Domingo de Pentecostés en Tiempo de Pascua (Homilía)
mayo 23, 2021 11:00 a. m. · Sergio Muñoz Fita
Existen en el mundo dos iglesias católicas que son conocidas, entre otras cosas, por tener una cúpula abierta al cielo, al extremo de que cuando llueve, el agua cae al interior del templo. Una es la Cúpula de la Ascensión, de la que hablé hace la semana pasada. La otra es la Iglesia de Santa María de los Ángeles y los Mártires en Roma, el famoso Partenón.
Decíamos hace siete días que la Cúpula abierta de la Ascensión, en Jerusalén, expresaba el movimiento ascendente de Jesús que sube a ocupar su lugar a la diestra de Dios. Es, por tanto, un símbolo de esperanza, que nos invita a poner la mirada y el corazón en el hogar que Cristo ha preparado para nosotros en el paraíso. La cúpula abierta del Partenón, por el contrario, expresa un movimiento más bien descendente: la efusión del Espíritu Santo que hoy celebramos en Pentecostés. De hecho, existe una hermosa tradición en Roma en este día: en la fiesta de Pentecostés, los bomberos de Roma se suben a lo alto de la cúpula y desde el exterior, echan por la abertura pétalos de rosas que caen desde el cielo. Lentamente van descendiendo los 43 metros de altura de la bóveda hasta que el suelo de la iglesia queda cubierto de rojo.
Es impresionante ver los pétalos descender del cielo mientras un gran haz de luz entra en la iglesia por el inmenso «ojo del cielo» (occhio del cielo), como se suele llamar a la abertura del Panteón. Obviamente, los pétalos representan las lenguas de fuego que se posaron sobre los Apóstoles y María Santísima. También expresan una realidad muy hermosa, y es el hecho de que el Espíritu Santo sigue viniendo a nosotros cuando lo invocamos y estamos preparados para recibirlo.

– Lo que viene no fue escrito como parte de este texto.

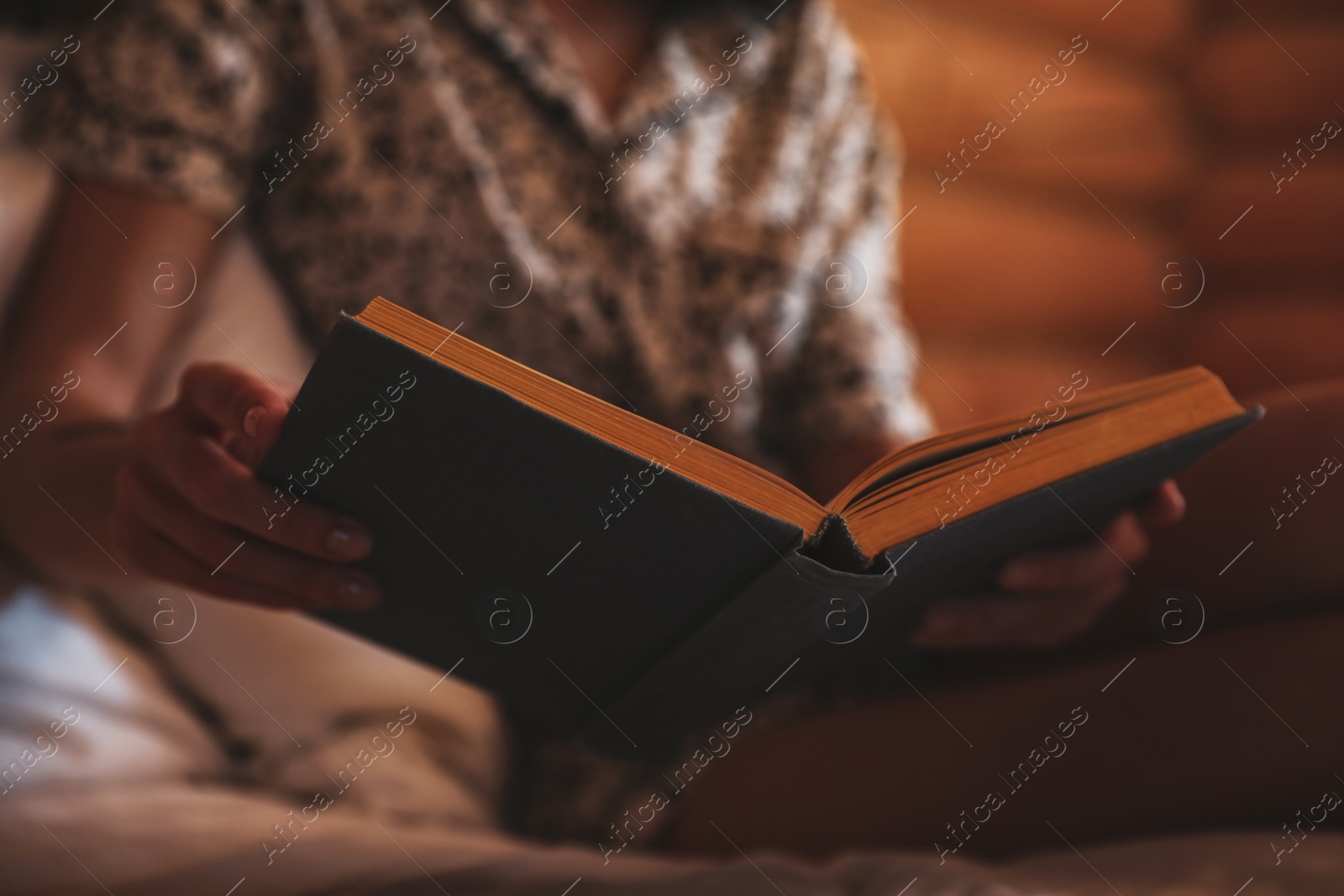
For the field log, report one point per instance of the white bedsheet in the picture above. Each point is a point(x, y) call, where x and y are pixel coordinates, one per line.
point(134, 799)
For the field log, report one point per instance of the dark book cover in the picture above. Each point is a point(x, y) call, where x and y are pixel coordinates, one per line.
point(595, 589)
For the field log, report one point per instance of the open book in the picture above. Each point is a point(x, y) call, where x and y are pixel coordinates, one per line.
point(605, 571)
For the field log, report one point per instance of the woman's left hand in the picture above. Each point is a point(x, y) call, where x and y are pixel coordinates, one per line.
point(1052, 595)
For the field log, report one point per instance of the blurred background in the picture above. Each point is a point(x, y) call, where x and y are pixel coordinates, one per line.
point(1159, 148)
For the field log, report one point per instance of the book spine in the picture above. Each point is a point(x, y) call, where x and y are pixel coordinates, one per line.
point(736, 656)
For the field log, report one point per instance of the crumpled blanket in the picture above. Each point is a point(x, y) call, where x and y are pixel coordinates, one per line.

Hoy quiero dar gracias al Padre y al Hijo por el don de su Espíritu. Sin Él, dador de vida, todo sería muerte. Sin Él, que es Amor, el hombre viviría dominado por el egoísmo. Sin Él, que es la luz, seríamos rehenes de las tinieblas. Sin Él, que es la Santidad del Padre, el pecado diría en nuestra vida la última palabra. Sin Él, que es la gloria de la Trinidad Santísima, el hombre no podría aspirar a la eternidad feliz del cielo. Él es el descanso del alma, el gozo eterno, el agua que hace nuevas todas las cosas, la brisa que nos infunde coraje, el compañero que nunca nos abandona, el amigo que siempre está con nosotros.
Santo Tomás de Aquino repite en la Summa contra Gentiles una expresión que me parece muy hermosa: dice que la misión del Espíritu Santo es hacernos «amadores de Dios». Sí, nos hace amar al Padre y al Hijo, nos da la posibilidad de entrar en una relación íntima, cordial, entrañable con ellos. Nos trae la presencia de la Santísima Trinidad en el alma, como ha dicho el Señor en el Evangelio de hoy. Nos guía a la verdad completa.
Esta mañana, me quiero unir a la oración de los discípulos y de María en el Cenáculo y rogar la venida del Paráclito: veni, sancte Spiritus. ¡Ven, Espíritu Santo! Desciende de nuevo sobre el Santo Padre y todos los obispos; sobre todos los sacerdotes, diáconos y fieles cristianos; sobre esta parroquia de Santa Ana y cada una de sus familias; sobre cada persona que forma parte de nuestra comunidad y, especialmente, sobre las mujeres que están participando en la Misión Ecce ancilla Domini. Realiza en nosotros, como afirmaba la oración inicial de esta Santa Misa, los mismos prodigios que obraste en los inicios de la predicación apostólica. Danos la unidad. Danos la caridad. Danos santos, danos mártires, danos predicadores incansables del Evangelio. Sobre todo, en los Sacramentos, especialmente en la Eucaristía, sigue dándonos a Jesús, a quien no merecemos, pero a quien TANTO necesitamos.
Le pido a María, la obra maestra del Espíritu Santo, que nos ayude a recibir al Paráclito como lo hizo Ella, para que se realice el milagro de nuestro nuevo nacimiento a la vida sobrenatural y gocemos de los consuelos del Espíritu Santo hasta el día en que poseamos plenamente las alegrías eternas en los gozos inmarcesibles del cielo.